WASHINGTON (AP)- In a politically charged ruling, the Supreme Court dealt a huge blow Thursday to efforts to combat the drawing of electoral districts for partisan gain and put a hold on the Trump administration’s effort to add a citizenship question to the 2020 census.
On the court’s final day of decisions before a summer break, the conservative justices ruled that federal courts have no role to play in the dispute over the practice known as partisan gerrymandering. The decision could embolden political line-drawing for partisan gain when state lawmakers undertake the next round of redistricting following the 2020 census.
Voters and elected officials should be the arbiters of what is a political dispute, Chief Justice John Roberts said in his opinion for the court.

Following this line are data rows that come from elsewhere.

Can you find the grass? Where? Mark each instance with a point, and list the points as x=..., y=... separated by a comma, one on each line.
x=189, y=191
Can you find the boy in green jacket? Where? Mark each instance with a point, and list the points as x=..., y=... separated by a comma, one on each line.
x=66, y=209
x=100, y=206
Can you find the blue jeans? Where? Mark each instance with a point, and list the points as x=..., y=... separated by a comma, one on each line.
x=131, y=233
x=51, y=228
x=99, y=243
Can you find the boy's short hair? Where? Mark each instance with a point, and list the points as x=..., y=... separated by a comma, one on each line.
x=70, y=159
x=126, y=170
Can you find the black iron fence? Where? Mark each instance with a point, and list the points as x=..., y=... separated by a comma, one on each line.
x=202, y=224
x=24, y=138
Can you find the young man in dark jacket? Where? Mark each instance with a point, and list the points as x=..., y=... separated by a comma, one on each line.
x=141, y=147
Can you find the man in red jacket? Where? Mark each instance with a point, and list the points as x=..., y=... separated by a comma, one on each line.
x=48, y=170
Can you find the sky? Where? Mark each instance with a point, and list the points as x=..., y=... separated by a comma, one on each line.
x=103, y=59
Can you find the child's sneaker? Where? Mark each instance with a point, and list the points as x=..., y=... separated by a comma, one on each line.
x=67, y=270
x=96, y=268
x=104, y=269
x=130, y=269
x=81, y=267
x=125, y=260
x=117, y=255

The court rejected challenges to Republican-drawn congressional districts in North Carolina and a Democratic district in Maryland.

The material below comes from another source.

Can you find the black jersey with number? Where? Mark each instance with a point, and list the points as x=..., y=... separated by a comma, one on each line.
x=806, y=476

The decision was a major blow to critics of the partisan manipulation of electoral maps that can result when one party controls redistricting.

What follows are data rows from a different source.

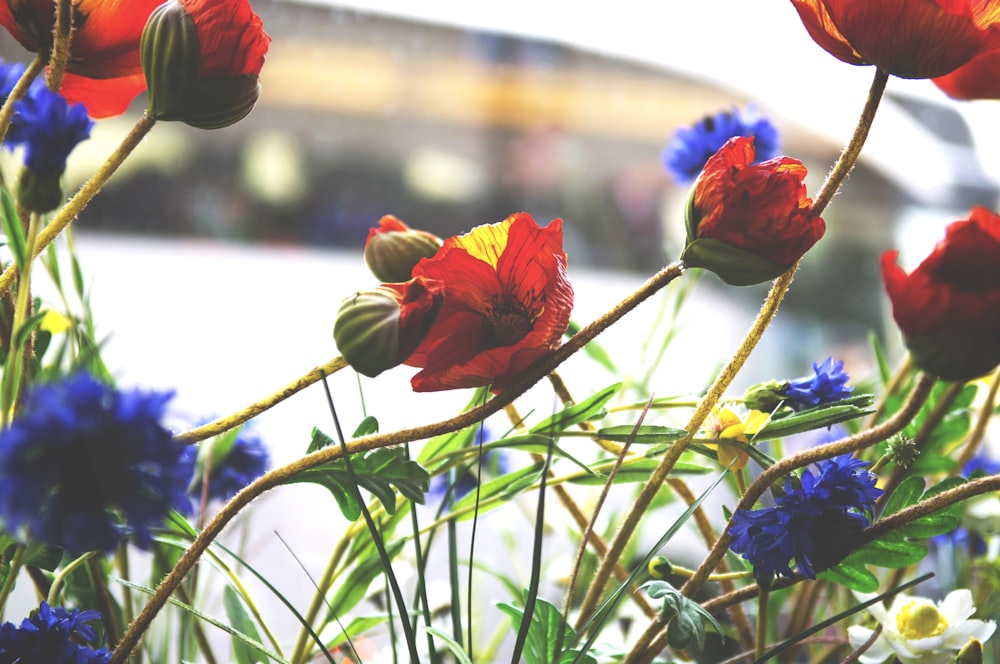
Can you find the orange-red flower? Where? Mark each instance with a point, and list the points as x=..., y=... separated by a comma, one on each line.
x=749, y=222
x=948, y=309
x=507, y=303
x=103, y=72
x=202, y=59
x=980, y=79
x=907, y=38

The districting plans “are highly partisan by any measure,” Roberts said.
But he said courts are the wrong place to settle these disputes.
In dissent for the four liberals, Justice Elena Kagan wrote, “For the first time ever, this court refuses to remedy a constitutional violation because it thinks the task beyond judicial capabilities.” Kagan, in mournful tones, read a summary of her dissent in court to emphasize her disagreement.
Federal courts in five states concluded that redistricting plans put in place under one party’s control could go too far and that there were ways to identify and manage excessively partisan districts. Those courts included 15 federal judges appointed by Republican and Democratic presidents reaching back to Jimmy Carter.
But the five Republican-appointed justices decided otherwise.
The decision could be a major blow to Democratic plans to flip control of the Virginia General Assembly from the Republicans to the Democrats. The Republicans control the legislature in Virginia by slim margins in both the House of Delegates and the Senate. Democrats had hoped to be able to redraw district lines in a manor more to their favor but today’s ruling overrides other federal attempts change Virginia’s district boundaries. Democrats hold the advantage in the urban areas in Northern Virginia, Richmond, Roanoke Lynchburg and parts of the Tidewater area. Republicans largely control the rural counties.